Platelet glycocalicin. II. Purification and characterization.

Abstract

Glycocalicin, a major glycoprotein of the platelet glycocalyx, is obtained in soluble forms following platelet homogenization and has been purified to homogeneity. Glycalicin has a molecular weight of 148,000 (+/- 5,000) as determined by gel electrophoresis. It contains 60 grams % carbohydrate (46.6 mol %) comprising galactose, N-acetylgalactosamine, N-acetylglucosamine, and sialic acid as its principal sugars in a ratio of 2:1:1:2, but with a small amount of glucose (2.3 mol %), mannose (1.2 mol %), and fucose (1.9 mol %). The principal amino acids are serine and threonine (4.9 and 7.6 mol %), leucine (6.7 mol %), proline, (6.8 mol %), and aspartic and glutamic acids (4.7 and 5.8 mol %). Tryptic digestion of glycocalicin yielded a macroglycopeptide (Mr = 118,000 +/- 5,000) identical with that previously obtained from intact platelets (Pepper, D.S., and Jamieson, G.A. (1970) Biochemistry 9, 3706-3713) and a peptide of molecular weights 45,000 (+/- 2,000) which contained only 7 mol % carbohydrate. This peptide showed a significant enrichment of serine, glycine, and glutamic acids compared with glycocalicin and together these amino acids comprised over 50 mol % of the peptide.
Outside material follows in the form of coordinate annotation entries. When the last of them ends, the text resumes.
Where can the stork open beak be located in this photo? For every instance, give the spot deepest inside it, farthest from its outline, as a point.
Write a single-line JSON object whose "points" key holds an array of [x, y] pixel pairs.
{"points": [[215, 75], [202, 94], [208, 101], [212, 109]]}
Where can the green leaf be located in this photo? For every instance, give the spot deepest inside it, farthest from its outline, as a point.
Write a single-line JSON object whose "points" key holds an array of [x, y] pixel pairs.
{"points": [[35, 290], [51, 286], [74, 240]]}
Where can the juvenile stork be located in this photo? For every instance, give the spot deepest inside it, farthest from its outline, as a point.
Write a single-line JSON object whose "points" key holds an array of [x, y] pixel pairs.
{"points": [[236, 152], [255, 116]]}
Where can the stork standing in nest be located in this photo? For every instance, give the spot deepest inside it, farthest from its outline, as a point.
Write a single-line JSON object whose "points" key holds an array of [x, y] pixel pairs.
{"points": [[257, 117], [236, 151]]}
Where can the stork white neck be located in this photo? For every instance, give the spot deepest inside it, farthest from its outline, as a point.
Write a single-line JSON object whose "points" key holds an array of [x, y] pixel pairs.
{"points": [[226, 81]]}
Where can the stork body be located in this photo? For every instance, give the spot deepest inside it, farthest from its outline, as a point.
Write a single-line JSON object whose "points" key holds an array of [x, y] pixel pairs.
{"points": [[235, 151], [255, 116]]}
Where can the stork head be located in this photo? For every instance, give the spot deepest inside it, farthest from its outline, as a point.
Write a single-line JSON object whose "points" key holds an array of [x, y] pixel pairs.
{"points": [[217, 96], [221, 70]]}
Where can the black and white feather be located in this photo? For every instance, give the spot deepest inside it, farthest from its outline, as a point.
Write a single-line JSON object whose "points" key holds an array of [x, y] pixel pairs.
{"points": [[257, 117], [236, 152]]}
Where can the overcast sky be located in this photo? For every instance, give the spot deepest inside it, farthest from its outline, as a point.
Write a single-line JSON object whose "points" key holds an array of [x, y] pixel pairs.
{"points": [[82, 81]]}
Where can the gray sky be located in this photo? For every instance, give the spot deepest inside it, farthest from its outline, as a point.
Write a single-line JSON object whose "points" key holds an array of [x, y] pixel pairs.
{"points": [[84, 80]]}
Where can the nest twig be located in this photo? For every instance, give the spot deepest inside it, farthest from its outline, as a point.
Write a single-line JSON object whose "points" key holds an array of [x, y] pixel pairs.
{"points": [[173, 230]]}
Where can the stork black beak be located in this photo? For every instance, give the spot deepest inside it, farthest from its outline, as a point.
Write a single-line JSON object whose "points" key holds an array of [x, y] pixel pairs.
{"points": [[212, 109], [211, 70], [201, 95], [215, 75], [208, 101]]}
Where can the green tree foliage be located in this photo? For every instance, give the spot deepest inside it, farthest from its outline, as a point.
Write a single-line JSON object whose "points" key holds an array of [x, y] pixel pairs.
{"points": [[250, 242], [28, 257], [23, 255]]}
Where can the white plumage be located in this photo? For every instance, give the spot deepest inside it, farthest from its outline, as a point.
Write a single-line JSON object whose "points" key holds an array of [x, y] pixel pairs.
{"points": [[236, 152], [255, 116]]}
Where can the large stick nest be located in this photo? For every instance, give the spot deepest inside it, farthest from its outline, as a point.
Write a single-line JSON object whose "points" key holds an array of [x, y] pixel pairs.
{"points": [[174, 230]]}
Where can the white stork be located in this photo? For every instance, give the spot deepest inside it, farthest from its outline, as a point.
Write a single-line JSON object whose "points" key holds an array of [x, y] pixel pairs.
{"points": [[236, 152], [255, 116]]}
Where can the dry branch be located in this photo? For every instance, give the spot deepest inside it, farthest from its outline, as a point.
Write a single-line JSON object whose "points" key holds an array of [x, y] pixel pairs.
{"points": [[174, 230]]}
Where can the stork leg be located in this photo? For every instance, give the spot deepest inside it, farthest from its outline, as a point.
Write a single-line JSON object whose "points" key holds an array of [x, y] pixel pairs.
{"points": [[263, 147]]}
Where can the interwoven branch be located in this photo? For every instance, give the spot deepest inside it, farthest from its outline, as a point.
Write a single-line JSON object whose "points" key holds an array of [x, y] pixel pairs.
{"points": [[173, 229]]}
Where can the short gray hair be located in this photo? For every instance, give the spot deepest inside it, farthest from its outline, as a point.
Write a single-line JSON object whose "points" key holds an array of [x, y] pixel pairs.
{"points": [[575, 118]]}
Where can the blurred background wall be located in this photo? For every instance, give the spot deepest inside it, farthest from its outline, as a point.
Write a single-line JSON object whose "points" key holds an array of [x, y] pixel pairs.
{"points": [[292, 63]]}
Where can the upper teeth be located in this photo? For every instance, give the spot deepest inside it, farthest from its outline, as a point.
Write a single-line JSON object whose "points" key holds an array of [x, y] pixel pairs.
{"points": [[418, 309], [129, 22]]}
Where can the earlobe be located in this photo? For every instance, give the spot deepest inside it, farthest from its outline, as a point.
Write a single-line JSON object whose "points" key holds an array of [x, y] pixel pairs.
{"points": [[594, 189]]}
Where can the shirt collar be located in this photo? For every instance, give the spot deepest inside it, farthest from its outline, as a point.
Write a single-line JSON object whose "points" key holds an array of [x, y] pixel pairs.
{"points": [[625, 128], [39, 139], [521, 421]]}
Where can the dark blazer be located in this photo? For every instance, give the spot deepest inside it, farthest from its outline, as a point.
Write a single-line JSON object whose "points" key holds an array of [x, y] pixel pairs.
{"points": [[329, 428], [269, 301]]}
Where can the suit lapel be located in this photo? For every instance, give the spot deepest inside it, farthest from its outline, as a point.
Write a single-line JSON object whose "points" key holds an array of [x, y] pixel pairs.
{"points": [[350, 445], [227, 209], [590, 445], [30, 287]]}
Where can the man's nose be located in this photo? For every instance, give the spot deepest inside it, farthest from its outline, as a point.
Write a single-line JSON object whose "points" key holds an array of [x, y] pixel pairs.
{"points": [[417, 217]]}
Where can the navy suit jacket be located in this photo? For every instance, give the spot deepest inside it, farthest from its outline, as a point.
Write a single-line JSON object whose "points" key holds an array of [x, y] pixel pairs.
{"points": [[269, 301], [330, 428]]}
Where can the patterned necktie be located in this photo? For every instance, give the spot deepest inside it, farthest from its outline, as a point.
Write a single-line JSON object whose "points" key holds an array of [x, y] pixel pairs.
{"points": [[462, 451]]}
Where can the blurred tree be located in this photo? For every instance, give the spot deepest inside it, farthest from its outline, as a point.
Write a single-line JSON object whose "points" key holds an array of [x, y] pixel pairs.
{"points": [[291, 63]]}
Purified glycocalicin gave a single precipitin line with antiserum prepared in chickens. It showed reactions of partial identity with both the macroglycopeptide and the (non-glyco)peptide obtained by tryptic digestion and these showed lines of partial identity with each other. These results suggest that at least three determinants are present in the intact molecule. Glycocalicin gave precipitin reactions with wheat germ agglutinin and with the lectin of Agaricus bisporus.